The question of whether bromocriptine improves cognitive function in patients with ABI was explored in two RCTs (McDowell et al. 1998; Whyte et al. 2008) and a case series (Powell et al. 1996). In an earlier investigation, low-dose bromocriptine (2.5 mg daily) improved functioning on tests of executive control including a dual task, Trail Making Test (TMT), the Stroop test, the Wisconsin Card Sorting Test (WCST) and the controlled oral word association test (COWAT) (McDowell et al. 1998). However, bromocriptine did not significantly influence working memory tasks. Further, a study by Whyte et al. (2008) found that bromocriptine had little effect on attention. It was noted that several participants did experience moderate to severe drug effects and withdrew or were withdrawn from the study.

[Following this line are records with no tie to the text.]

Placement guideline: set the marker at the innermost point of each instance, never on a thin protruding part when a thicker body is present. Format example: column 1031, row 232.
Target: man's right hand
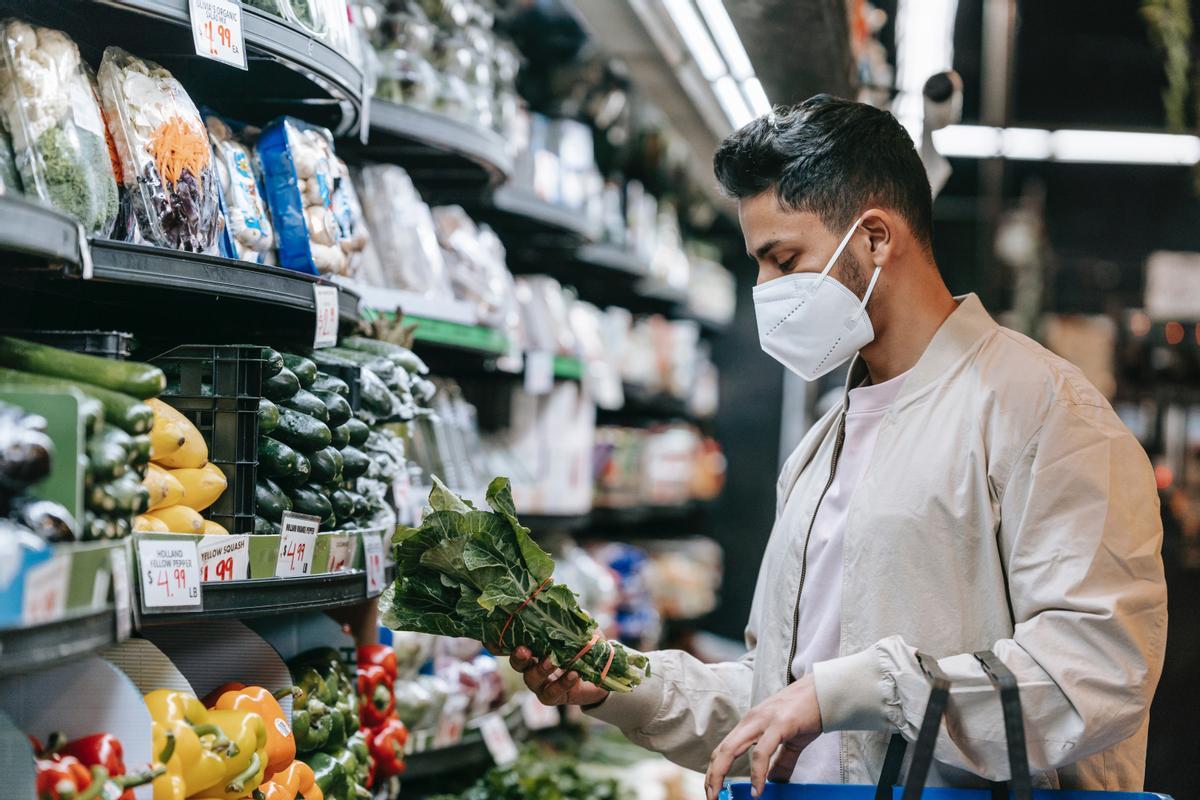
column 552, row 687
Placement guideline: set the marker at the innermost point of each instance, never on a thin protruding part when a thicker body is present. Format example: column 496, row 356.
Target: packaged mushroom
column 48, row 106
column 301, row 178
column 166, row 158
column 245, row 212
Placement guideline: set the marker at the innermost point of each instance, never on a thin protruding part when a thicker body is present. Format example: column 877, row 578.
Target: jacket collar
column 963, row 329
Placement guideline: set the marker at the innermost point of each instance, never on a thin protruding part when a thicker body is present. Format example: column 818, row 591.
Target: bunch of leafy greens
column 535, row 776
column 480, row 575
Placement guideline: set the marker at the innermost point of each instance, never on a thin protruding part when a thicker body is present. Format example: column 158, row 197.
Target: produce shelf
column 442, row 155
column 40, row 232
column 25, row 649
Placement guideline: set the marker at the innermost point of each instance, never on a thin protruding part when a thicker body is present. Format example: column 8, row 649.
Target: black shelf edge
column 267, row 596
column 37, row 230
column 25, row 649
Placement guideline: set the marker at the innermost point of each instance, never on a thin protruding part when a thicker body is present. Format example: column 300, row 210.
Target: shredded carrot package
column 177, row 145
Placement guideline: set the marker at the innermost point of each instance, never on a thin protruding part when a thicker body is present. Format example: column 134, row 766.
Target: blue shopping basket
column 1019, row 787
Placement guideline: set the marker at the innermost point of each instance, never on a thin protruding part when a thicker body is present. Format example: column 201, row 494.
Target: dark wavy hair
column 832, row 157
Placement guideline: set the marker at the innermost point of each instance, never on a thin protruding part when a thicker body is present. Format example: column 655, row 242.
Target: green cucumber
column 359, row 432
column 281, row 386
column 327, row 465
column 305, row 402
column 354, row 463
column 139, row 380
column 276, row 458
column 336, row 405
column 270, row 501
column 268, row 416
column 301, row 432
column 328, row 383
column 309, row 499
column 340, row 437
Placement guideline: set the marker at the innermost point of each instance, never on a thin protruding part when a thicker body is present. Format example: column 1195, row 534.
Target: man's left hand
column 787, row 721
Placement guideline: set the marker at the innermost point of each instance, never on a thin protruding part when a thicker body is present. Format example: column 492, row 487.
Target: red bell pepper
column 378, row 654
column 377, row 703
column 388, row 747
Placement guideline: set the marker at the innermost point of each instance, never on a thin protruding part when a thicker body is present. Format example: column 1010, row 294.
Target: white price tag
column 325, row 334
column 45, row 596
column 372, row 553
column 225, row 558
column 539, row 372
column 498, row 739
column 340, row 553
column 169, row 572
column 298, row 543
column 216, row 30
column 121, row 593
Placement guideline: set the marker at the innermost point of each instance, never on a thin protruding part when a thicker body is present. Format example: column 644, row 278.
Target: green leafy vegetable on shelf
column 480, row 575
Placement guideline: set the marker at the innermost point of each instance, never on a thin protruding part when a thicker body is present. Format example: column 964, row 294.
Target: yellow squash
column 202, row 487
column 193, row 453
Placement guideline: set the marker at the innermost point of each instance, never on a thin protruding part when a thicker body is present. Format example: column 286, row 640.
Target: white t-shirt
column 820, row 621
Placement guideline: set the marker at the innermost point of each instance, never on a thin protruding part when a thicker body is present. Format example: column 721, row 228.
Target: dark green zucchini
column 281, row 386
column 301, row 432
column 307, row 499
column 268, row 416
column 305, row 370
column 270, row 501
column 336, row 405
column 354, row 463
column 275, row 458
column 305, row 402
column 359, row 432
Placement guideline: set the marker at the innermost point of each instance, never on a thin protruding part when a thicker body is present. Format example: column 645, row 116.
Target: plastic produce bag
column 166, row 158
column 246, row 216
column 49, row 108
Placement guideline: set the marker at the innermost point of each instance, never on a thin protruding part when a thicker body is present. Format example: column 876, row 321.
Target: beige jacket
column 1005, row 507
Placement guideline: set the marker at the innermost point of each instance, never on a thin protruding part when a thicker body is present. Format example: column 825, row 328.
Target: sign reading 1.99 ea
column 169, row 572
column 298, row 542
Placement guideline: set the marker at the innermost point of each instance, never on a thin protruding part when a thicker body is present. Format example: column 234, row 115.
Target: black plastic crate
column 217, row 386
column 108, row 344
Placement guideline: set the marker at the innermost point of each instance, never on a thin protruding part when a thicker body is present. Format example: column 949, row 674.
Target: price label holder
column 298, row 542
column 225, row 558
column 498, row 739
column 341, row 552
column 372, row 557
column 216, row 30
column 169, row 575
column 325, row 298
column 45, row 595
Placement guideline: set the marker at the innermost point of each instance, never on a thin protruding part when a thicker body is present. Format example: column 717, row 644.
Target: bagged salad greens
column 163, row 148
column 48, row 106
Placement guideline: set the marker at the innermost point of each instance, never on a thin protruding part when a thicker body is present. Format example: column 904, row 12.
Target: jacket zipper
column 804, row 555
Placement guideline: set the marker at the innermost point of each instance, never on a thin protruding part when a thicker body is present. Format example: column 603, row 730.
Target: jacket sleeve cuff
column 851, row 692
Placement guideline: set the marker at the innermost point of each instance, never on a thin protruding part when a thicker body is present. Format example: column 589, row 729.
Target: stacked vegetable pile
column 117, row 420
column 479, row 575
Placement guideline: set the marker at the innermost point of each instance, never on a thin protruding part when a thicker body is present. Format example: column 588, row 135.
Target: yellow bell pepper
column 245, row 768
column 201, row 746
column 171, row 785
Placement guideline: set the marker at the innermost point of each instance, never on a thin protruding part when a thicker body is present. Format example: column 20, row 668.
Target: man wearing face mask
column 972, row 492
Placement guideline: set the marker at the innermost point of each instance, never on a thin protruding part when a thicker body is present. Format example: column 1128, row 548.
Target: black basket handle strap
column 1003, row 679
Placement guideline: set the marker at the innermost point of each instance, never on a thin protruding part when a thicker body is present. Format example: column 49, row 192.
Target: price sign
column 325, row 334
column 539, row 372
column 45, row 597
column 120, row 566
column 340, row 553
column 225, row 558
column 297, row 545
column 216, row 30
column 498, row 739
column 169, row 572
column 372, row 553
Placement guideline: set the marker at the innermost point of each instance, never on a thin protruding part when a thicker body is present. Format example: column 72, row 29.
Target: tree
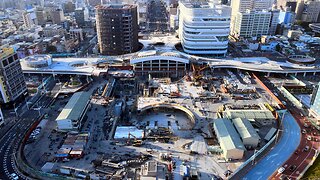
column 278, row 47
column 51, row 49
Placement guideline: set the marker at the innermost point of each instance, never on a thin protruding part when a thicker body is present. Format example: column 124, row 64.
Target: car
column 283, row 177
column 293, row 167
column 14, row 176
column 227, row 173
column 281, row 170
column 309, row 138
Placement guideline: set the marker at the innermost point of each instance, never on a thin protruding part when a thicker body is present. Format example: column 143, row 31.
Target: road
column 9, row 141
column 301, row 158
column 280, row 153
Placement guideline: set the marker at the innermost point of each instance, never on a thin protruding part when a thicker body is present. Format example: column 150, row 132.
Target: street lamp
column 15, row 109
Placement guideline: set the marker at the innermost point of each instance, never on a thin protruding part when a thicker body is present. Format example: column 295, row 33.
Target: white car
column 281, row 170
column 14, row 176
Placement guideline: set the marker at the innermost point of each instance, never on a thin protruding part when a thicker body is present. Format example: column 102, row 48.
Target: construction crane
column 196, row 72
column 136, row 142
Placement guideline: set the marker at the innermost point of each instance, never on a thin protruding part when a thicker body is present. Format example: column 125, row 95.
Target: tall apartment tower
column 12, row 82
column 41, row 16
column 29, row 18
column 315, row 102
column 308, row 10
column 56, row 15
column 117, row 29
column 241, row 6
column 282, row 4
column 252, row 23
column 204, row 29
column 81, row 16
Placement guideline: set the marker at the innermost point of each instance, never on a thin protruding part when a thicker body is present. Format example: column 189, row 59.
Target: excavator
column 196, row 72
column 135, row 142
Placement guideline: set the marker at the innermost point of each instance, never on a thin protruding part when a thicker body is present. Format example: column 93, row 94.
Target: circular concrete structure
column 189, row 113
column 301, row 59
column 38, row 61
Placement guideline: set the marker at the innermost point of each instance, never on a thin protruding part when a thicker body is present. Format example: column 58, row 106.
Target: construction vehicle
column 136, row 142
column 196, row 72
column 174, row 94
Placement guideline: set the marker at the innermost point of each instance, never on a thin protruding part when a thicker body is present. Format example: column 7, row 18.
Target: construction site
column 160, row 128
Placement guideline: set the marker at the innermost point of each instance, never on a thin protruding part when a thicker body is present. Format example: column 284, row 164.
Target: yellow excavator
column 136, row 142
column 197, row 72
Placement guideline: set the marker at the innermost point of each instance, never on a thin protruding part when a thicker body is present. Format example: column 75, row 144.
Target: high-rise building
column 204, row 29
column 41, row 16
column 56, row 15
column 286, row 16
column 69, row 7
column 157, row 16
column 30, row 18
column 117, row 28
column 315, row 102
column 252, row 23
column 282, row 4
column 94, row 2
column 308, row 10
column 1, row 118
column 81, row 16
column 12, row 82
column 274, row 21
column 241, row 6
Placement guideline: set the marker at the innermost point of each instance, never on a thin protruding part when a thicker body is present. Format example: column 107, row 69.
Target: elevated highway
column 88, row 66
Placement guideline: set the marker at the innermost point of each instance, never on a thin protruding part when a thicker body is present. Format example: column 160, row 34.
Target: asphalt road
column 286, row 146
column 301, row 158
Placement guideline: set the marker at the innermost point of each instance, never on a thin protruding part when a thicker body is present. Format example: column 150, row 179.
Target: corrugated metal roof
column 244, row 128
column 248, row 114
column 228, row 135
column 75, row 106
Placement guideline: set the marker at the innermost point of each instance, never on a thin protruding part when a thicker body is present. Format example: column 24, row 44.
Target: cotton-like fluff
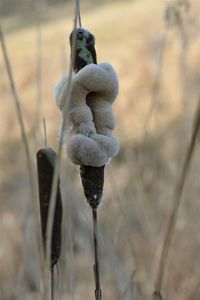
column 92, row 93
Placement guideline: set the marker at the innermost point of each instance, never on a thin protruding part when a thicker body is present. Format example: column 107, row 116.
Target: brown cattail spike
column 92, row 181
column 45, row 164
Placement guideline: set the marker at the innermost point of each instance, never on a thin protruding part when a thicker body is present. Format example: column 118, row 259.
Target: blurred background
column 154, row 46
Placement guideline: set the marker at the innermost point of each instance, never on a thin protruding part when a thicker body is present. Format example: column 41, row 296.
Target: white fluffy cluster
column 90, row 141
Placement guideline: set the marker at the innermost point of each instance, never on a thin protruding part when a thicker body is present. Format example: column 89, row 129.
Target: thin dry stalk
column 38, row 75
column 52, row 202
column 17, row 102
column 98, row 293
column 156, row 87
column 177, row 200
column 20, row 118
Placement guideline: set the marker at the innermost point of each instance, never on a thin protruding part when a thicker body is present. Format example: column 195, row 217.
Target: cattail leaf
column 46, row 159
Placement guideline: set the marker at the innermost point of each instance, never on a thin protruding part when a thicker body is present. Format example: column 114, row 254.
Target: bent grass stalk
column 52, row 202
column 31, row 179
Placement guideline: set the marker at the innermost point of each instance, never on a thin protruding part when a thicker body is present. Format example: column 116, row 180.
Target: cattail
column 46, row 159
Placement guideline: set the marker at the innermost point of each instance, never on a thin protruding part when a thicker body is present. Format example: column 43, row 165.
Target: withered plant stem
column 98, row 294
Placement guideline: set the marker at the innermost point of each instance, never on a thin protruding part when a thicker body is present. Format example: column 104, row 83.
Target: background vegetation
column 155, row 51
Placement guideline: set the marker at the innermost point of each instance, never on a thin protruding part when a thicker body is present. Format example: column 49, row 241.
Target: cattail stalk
column 92, row 177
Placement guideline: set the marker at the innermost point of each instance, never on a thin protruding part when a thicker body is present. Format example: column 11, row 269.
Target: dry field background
column 157, row 61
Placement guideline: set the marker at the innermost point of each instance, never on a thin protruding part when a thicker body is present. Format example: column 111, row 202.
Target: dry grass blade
column 156, row 87
column 20, row 116
column 38, row 75
column 17, row 102
column 52, row 202
column 177, row 199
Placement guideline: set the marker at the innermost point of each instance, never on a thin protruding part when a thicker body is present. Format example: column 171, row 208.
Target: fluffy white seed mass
column 93, row 90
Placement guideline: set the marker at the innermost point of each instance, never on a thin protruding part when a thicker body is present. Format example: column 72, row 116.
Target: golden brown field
column 157, row 62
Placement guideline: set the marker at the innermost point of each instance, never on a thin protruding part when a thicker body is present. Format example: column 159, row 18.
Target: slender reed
column 52, row 202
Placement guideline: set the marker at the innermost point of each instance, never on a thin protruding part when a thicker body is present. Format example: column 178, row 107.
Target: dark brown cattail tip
column 85, row 52
column 46, row 159
column 93, row 181
column 157, row 296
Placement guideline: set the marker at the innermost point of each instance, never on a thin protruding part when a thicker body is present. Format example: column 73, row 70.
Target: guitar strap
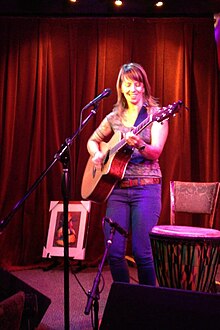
column 143, row 114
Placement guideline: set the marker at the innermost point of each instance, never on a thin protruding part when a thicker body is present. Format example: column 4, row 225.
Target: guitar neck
column 136, row 131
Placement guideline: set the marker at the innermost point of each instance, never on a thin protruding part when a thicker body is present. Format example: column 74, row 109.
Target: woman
column 135, row 202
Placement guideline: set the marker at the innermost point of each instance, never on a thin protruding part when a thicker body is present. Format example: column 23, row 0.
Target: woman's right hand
column 97, row 159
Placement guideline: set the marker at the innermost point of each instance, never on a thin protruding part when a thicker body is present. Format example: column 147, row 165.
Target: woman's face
column 133, row 91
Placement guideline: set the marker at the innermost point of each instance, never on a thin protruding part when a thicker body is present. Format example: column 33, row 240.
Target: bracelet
column 141, row 148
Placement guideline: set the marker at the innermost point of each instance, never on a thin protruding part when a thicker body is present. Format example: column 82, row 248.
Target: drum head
column 186, row 231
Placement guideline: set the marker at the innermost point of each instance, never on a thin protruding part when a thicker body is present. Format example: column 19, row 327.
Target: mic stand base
column 93, row 295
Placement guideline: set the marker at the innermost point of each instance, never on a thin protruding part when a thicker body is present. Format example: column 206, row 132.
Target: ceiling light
column 118, row 2
column 159, row 4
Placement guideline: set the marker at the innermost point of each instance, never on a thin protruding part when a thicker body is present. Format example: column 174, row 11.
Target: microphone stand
column 63, row 156
column 93, row 295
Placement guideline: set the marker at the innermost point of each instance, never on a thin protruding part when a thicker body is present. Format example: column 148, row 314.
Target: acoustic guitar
column 97, row 184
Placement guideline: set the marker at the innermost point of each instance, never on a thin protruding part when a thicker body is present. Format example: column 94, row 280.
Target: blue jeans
column 136, row 209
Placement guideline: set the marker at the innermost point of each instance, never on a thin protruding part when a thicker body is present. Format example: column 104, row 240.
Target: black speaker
column 131, row 306
column 35, row 305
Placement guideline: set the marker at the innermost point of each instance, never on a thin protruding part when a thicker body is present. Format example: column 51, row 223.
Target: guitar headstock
column 166, row 112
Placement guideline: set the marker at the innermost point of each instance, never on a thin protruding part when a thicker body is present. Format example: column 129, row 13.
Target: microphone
column 97, row 99
column 117, row 227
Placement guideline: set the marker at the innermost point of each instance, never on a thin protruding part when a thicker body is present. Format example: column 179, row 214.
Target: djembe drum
column 185, row 257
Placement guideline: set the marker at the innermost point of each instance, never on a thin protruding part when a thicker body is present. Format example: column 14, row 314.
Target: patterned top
column 138, row 166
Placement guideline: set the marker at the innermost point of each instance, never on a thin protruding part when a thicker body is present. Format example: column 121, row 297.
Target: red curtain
column 50, row 68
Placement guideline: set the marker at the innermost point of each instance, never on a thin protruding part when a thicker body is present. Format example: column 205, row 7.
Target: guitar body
column 97, row 184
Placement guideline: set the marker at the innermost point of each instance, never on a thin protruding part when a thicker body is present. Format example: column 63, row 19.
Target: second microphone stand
column 93, row 295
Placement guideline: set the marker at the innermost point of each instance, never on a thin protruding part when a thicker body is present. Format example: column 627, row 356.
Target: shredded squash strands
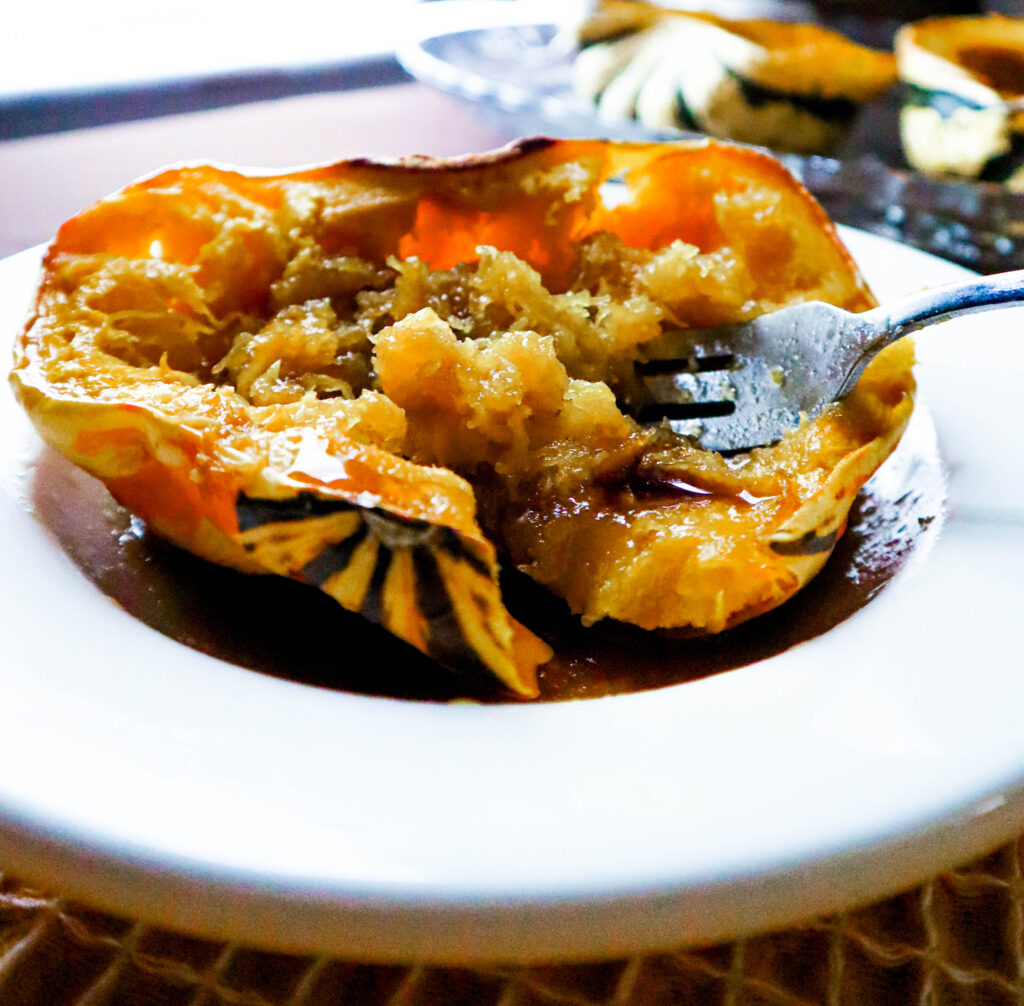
column 378, row 378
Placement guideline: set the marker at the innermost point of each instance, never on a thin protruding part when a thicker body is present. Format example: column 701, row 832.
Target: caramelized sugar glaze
column 375, row 379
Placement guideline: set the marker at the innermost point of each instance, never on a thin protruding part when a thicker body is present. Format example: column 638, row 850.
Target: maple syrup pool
column 279, row 627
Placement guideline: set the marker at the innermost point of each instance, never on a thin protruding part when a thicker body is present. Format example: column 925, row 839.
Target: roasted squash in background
column 964, row 87
column 377, row 378
column 795, row 87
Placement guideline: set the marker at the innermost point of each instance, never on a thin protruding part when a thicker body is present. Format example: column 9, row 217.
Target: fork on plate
column 744, row 385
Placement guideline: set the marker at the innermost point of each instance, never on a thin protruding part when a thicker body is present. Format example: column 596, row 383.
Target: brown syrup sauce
column 274, row 626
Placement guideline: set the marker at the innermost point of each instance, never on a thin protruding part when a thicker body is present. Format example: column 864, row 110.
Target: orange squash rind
column 390, row 490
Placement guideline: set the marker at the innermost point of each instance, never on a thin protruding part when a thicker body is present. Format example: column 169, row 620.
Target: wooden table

Although McDowell et al. (1998) demonstrated some benefits following administration of bromocriptine, there was only a single administration of bromocriptine and the dose was considerably lower than that given by Whyte et al. (2008). Spontaneous recovery may have been a factor leading to the improved abilities in individuals receiving a single dose (2.5mg daily) of the medication; however, study results did not answer this question. Results from Whyte et al. (2008) noted that the placebo group demonstrated better (although not significant) trends in improvement on the various tasks administered. Powell et al. (1996) conducted a multiple baseline design on 11 patients with TBI or subarachnoid hemorrhage who received bromocriptine. Improvements were found on all measures assessed except mood.
Based on two RCTs, there is conflicting evidence supporting the use of bromocriptine to enhance cognitive functioning.
There is Level 4 evidence that bromocriptine improves all motivational deficits except mood.
Bromocriptine improves some executive cognitive functions such as dual task performance and motivational deficits but it does not consistently improve memory. More research is needed before the benefits of using bromocriptine to enhance cognitive functioning are known.